= Gerhard Meidell Gerhardsen (economist) =

Norwegian economist

Gerhard Meidell Gerhardsen (3 June 1912 – 1 March 1986) was a Norwegian economist.

He was born in Finnaas Municipality as a son of bailiff, farmer and politician Gerhard Meidell Gerhardsen (1885–1931) and Helga Marie Selmer (1888–1935). He was a grandson of bailiff, farmer and politician Gerhard Meidell Gerhardsen (1848–1912).

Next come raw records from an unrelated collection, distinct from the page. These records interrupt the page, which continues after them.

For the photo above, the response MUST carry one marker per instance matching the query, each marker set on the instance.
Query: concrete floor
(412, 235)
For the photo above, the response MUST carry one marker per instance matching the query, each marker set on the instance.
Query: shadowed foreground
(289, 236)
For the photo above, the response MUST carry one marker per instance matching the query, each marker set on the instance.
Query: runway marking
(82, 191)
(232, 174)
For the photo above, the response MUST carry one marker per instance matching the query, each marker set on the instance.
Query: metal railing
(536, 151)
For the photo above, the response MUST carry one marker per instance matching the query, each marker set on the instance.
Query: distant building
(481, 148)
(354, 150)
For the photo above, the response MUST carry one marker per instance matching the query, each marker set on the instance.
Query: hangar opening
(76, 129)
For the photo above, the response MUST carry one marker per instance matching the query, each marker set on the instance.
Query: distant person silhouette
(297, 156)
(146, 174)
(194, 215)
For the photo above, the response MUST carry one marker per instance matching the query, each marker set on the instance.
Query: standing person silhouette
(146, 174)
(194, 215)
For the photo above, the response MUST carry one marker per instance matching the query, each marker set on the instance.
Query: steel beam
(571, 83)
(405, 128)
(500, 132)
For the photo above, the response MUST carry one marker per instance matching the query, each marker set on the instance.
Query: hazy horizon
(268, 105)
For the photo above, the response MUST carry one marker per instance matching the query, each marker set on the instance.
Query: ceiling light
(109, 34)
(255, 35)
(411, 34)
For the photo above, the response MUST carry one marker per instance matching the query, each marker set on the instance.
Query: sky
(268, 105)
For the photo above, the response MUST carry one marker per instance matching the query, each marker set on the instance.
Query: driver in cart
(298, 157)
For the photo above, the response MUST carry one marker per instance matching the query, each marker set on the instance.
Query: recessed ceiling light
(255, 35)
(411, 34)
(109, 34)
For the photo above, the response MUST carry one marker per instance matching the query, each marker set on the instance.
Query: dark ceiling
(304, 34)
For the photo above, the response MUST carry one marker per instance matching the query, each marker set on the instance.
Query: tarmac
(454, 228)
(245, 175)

He studied economics at the University of Oslo, and was hired in the Norwegian Directorate of Fisheries in Bergen in 1939. From 1947 to 1953 he led the Fisheries and Aquaculture Department of the Food and Agriculture Organization, and from 1952 to 1982 he was a professor of fishery economics at the Norwegian School of Economics and Business Administration. From 1957 to 1959 he had a connection to the Norwegian development project in Kerala as a fisheries expert; he released the critical book Det norske eksperiment i India in 1959. Another notable book was Fiskeriene i Norge from 1964. From 1967 to 1968 he returned to India as a fisheries advisor for the federal government.

He was a board member of the Norwegian College of Fishery Science and Norges fiskeriforskningsråd. His brother Thorvald Gerhardsen was the chairman of the latter organization.

Gerhard Meidell Gerhardsen was appointed as a Knight, First Class of the Order of St. Olav in 1982. He died in March 1986 in Bergen.